Stanley said, tightly:
“Just don’t have a relapse. Do you remember what the doctor said, or did?”
“Actually, he bandaged only the fingertips of one hand. Then when I was finally able to get away, I heard the switchboard girl tell one of the girls Shana must have had a bad accident with a new line of cream the salon was putting out. And she took a call from Ravoc, in Atlantic City.”
Stanley leaned forward, staring at me, and at something else very far away, but coming closer.
“This was actually a new line of cream Shana’s own salon was about to put on the market?”
“No. That was just the first rumor about it. Actually, it was sent by Fenner. He told me he intended to, and he did. He planned to send it as coming from Ravoc, and that is the person Hepworth, herself, thought it came from. But they didn’t waste a minute checking up. She knows by now it wasn’t Ravoc.”
Stanley smiled, a little wistfully.
“How does she know?”
“He’s told her. They were probably clearing it all up, right while I was on my way up here in the taxi. By now, they’ve certainly got it straight.”
Stanley shook his head, faintly, in grave and almost compassionate sympathy.
“No. Life isn’t quite that simple, Belle. I’m afraid that precious pair have finally gotten themselves into serious trouble.” He leaned back in his chair, composed and concentrated, now having in plain sight some changing drama visible only to himself. “It’s a fact, isn’t it, her salon does put out its own line of cosmetics?”
“Yes.

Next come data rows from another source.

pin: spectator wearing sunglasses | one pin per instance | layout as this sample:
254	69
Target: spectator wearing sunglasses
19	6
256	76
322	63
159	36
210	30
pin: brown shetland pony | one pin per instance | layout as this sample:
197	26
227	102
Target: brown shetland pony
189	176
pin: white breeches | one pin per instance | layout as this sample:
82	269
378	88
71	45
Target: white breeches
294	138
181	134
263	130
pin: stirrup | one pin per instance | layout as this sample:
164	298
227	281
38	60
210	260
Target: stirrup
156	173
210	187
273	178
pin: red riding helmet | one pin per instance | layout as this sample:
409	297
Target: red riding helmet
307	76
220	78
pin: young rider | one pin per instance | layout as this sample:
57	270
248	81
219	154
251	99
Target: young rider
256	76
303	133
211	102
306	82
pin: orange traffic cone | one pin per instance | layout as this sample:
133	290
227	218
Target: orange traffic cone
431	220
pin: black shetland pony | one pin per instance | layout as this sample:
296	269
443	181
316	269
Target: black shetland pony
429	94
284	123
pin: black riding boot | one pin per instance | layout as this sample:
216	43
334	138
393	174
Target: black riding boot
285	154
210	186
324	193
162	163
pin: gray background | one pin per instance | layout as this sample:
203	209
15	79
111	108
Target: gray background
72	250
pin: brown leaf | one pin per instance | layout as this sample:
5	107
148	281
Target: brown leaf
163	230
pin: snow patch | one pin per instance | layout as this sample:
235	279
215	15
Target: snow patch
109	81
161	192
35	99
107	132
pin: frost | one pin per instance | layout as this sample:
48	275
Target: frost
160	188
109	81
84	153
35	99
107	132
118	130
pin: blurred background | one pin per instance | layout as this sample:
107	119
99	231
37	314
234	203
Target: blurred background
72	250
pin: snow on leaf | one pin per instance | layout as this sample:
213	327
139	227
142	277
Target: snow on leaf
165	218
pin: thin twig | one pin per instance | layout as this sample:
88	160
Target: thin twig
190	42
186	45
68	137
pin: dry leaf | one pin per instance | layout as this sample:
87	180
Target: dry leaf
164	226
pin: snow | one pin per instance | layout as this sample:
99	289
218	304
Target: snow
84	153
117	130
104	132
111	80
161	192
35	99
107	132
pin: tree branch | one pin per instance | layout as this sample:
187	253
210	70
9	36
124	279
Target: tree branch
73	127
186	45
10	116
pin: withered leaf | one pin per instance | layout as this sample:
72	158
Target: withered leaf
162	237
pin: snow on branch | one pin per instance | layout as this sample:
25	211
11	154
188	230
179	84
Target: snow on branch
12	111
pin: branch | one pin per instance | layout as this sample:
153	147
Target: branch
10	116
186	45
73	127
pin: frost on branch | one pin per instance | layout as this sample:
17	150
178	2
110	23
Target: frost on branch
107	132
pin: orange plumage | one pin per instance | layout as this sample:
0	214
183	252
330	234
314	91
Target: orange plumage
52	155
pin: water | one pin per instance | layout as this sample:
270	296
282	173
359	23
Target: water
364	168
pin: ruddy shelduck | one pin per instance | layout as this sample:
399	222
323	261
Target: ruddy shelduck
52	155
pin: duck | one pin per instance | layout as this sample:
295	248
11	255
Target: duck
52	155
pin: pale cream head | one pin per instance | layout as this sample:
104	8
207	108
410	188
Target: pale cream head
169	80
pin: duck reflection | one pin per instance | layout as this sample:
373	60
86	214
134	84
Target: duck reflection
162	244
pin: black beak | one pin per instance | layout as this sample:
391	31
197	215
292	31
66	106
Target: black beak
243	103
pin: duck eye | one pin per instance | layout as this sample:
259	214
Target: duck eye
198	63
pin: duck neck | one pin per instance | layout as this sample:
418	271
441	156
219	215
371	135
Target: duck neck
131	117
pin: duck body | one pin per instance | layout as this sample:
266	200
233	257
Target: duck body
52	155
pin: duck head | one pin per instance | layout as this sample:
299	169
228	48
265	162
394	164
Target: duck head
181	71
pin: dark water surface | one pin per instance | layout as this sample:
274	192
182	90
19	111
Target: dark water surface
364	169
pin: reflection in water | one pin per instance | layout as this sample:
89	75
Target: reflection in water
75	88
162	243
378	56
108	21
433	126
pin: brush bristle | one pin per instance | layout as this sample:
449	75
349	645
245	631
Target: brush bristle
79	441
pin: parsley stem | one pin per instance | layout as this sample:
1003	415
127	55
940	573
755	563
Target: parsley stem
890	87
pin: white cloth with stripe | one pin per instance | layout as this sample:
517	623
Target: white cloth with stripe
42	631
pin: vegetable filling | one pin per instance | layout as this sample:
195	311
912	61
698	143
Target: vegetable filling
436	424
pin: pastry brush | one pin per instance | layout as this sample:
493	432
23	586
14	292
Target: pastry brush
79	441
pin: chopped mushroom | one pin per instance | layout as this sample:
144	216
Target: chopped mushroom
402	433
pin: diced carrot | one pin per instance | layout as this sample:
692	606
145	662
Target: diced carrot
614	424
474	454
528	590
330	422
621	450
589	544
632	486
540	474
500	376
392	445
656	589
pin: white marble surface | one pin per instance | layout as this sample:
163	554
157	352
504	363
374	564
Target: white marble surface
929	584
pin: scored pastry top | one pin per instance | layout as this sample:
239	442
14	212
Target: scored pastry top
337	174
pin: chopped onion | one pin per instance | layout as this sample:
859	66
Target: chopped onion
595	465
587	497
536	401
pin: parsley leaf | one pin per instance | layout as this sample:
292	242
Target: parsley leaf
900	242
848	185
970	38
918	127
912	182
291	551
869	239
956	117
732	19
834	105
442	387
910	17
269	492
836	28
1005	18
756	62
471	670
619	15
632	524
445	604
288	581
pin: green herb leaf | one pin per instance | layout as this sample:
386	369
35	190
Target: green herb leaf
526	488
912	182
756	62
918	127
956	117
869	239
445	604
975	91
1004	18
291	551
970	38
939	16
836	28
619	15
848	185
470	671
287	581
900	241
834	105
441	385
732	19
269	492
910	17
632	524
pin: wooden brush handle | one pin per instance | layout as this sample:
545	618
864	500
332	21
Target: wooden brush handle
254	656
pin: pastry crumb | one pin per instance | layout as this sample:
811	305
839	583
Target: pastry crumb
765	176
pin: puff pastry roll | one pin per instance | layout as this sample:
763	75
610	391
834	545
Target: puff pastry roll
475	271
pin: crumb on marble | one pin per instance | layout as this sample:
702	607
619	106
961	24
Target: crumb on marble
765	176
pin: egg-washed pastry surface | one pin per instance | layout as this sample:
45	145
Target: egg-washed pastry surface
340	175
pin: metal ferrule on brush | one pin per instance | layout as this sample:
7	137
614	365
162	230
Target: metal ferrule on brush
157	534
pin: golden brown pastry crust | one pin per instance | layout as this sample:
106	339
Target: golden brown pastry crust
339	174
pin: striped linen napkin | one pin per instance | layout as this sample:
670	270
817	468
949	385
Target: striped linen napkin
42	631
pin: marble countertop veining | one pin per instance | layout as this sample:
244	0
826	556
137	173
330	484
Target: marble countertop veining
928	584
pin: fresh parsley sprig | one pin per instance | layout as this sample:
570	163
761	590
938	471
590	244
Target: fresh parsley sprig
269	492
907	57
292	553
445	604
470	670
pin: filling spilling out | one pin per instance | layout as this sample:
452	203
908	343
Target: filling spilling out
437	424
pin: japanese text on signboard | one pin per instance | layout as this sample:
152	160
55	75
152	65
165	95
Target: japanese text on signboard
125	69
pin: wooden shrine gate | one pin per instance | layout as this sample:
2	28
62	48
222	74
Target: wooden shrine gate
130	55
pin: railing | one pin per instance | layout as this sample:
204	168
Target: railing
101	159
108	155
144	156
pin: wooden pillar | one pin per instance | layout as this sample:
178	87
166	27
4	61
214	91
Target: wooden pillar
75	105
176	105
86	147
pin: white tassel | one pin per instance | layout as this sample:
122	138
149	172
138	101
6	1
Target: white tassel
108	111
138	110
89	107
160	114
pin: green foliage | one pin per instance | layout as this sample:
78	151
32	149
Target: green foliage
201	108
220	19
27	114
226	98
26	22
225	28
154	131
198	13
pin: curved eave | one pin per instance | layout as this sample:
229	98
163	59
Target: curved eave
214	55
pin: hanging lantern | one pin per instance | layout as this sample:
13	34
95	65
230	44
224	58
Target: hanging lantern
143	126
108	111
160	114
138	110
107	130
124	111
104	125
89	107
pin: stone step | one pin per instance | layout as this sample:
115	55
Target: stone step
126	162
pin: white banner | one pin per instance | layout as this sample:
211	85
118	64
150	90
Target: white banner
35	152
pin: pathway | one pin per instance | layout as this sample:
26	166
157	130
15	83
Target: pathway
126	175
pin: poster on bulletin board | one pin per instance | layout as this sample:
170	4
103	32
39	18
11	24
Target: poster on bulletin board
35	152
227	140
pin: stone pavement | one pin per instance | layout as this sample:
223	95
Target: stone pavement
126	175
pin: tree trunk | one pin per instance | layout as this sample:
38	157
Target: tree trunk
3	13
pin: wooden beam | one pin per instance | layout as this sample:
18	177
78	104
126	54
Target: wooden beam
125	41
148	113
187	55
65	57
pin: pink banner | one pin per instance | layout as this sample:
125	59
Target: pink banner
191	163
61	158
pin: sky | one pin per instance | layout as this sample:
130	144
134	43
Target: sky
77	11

But she certainly knows it can’t be hers, and by now she knows it wasn’t sent by Ravoc. It won’t be hard to trace who did send it. Fenner.”
Stanley began that brisk drumming of polished nails upon the desk top, growing more and more interested.
“And it’s common knowledge at the salon this was an accident with an experimental cream of her own. What was the name of that physician who attended her? Did you hear it?”
I thought for a moment, and remembered.
“Dr. Dwight.”
“Fine. And what did Shana tell him? That the cream had been sent by Ravoc? Or that it was a new, experimental formula of her own?”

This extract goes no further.